We don’t often don’t realize that we do it, but if we’ve had a really great workshop where people are developing new ideas. Talking about new products, new services, or even a new way of working. When they leave that workshop, it’s going to require them to take on a new behavior in order to make that happen. We know that just by saying something, it doesn’t mean that it’s going to happen in practice. We need to understand how it is that people make those changes and again, facilitate people towards that process. It may be as simple as the micro actions that we do at the end of a workshop, or it could be some of the follow up coaching work that we do to help people really integrate the ideas into what they’re doing. In a wider workshop culture teams are going through change constantly, and they need to be able to understand how they change their behavior and their actions to support that change.
So really my belief is if you can design and facilitate great workshops, then you can also introduce a workshop culture. That’s what we’re going to be delving into in the workshop a bit later. I just want to leave you very quickly because I’m almost out of time. With some principles that we’re also going to delve into in the workshop and this idea that a workshop can be more than a one-off event, I spoke that. This idea of constantly balancing creativity and productivity.
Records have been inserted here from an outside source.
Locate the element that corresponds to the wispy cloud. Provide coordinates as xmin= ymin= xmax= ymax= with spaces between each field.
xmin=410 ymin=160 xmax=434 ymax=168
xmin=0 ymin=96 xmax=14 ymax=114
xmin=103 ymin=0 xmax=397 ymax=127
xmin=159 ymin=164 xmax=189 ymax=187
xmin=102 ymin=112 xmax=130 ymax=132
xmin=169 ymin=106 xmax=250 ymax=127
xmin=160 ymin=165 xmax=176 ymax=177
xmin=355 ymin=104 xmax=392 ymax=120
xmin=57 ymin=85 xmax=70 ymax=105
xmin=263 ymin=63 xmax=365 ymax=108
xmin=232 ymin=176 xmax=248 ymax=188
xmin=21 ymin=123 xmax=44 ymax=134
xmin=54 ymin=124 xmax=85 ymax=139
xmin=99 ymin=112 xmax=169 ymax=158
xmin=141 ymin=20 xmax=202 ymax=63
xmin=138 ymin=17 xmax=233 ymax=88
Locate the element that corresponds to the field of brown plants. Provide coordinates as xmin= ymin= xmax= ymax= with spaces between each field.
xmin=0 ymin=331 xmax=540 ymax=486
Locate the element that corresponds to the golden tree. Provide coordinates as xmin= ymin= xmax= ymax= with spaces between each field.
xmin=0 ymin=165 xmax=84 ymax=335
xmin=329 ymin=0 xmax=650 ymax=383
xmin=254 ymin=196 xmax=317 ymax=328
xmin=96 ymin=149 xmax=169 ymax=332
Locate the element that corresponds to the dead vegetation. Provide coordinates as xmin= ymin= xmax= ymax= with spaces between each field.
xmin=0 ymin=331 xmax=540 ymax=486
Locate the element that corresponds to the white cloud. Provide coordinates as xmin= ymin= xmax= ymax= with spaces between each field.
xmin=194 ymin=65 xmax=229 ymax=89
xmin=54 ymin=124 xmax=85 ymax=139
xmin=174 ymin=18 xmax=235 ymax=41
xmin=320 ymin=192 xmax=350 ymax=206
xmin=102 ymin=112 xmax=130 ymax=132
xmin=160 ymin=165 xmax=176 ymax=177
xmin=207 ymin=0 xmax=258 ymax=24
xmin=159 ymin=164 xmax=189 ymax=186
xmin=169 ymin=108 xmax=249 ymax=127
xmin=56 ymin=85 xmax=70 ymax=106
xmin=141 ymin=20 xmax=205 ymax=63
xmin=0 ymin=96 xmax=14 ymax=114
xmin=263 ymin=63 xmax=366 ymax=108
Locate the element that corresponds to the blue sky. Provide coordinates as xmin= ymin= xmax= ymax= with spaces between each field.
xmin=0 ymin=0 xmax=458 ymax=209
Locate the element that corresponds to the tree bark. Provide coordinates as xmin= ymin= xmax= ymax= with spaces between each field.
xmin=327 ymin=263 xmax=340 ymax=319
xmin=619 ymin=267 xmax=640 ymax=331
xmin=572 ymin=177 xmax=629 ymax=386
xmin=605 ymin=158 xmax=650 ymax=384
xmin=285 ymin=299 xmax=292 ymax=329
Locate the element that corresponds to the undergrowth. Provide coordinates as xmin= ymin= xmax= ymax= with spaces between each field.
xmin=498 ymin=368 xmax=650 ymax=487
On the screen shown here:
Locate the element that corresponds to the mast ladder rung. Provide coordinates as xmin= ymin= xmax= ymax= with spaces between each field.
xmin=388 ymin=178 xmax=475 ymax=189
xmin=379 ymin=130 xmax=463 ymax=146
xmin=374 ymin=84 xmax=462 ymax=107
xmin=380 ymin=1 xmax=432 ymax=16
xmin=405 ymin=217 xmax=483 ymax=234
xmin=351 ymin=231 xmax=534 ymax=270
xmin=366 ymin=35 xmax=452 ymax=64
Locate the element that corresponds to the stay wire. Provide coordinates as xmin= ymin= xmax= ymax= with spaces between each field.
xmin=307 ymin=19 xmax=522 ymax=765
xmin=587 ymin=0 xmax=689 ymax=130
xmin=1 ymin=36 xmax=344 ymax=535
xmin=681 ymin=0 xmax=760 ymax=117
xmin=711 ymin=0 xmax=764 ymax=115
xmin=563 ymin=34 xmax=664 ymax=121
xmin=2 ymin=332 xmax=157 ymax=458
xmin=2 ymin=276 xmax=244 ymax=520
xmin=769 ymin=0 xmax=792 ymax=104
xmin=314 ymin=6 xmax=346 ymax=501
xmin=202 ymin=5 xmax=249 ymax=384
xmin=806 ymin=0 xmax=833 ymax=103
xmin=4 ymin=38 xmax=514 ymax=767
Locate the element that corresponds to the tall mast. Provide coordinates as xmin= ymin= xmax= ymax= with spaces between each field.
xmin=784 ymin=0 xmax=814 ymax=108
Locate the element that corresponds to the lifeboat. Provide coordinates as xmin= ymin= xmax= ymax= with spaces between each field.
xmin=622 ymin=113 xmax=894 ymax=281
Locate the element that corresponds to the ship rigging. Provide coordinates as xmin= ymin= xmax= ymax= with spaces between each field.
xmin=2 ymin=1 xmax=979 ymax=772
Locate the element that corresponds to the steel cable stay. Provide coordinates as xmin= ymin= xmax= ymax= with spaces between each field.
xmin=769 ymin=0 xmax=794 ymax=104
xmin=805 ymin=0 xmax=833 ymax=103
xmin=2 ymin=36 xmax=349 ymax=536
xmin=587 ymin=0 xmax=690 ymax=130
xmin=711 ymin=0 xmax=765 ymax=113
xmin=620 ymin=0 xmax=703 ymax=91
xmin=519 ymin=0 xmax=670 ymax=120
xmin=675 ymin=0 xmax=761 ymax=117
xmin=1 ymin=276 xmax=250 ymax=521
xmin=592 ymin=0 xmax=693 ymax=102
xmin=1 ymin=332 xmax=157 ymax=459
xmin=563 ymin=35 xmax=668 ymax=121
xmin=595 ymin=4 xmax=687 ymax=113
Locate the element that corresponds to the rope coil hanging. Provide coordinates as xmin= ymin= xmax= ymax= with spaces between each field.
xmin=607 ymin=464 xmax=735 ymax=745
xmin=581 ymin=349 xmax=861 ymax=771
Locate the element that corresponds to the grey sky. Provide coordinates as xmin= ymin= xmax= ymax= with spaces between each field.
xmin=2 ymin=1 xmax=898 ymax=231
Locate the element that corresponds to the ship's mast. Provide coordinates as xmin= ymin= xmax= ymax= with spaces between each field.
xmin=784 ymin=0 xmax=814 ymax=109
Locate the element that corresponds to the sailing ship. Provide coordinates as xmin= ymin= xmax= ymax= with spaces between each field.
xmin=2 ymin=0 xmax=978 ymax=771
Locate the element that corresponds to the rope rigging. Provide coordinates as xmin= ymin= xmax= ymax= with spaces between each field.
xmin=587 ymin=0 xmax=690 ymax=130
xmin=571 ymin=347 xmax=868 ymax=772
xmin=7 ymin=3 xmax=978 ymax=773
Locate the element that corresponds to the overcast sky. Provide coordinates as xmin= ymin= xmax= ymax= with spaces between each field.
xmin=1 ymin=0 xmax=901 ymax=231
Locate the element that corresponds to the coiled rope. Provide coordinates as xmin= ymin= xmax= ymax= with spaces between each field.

Behavior change, making tiny tweaks, not sweeping changes. This idea that change doesn’t come instantly. It comes from these small shifts done over time and they compounds to make this overall and wholesale holistic change. And then finally this idea that a workshop culture is designed in the same way that we design our workshops and we pay attention to the process. We’re intentional about what we do to help that team work together, the same way that we apply that to a wider team culture, the wide organizational culture. This is a question we’re going to be looking at in the workshop: how can we use workshops and facilitation to transform the world of work? I really hope you join me. I’m really looking forward to this exploratory conversation. Thank you for listening, hope to see you there.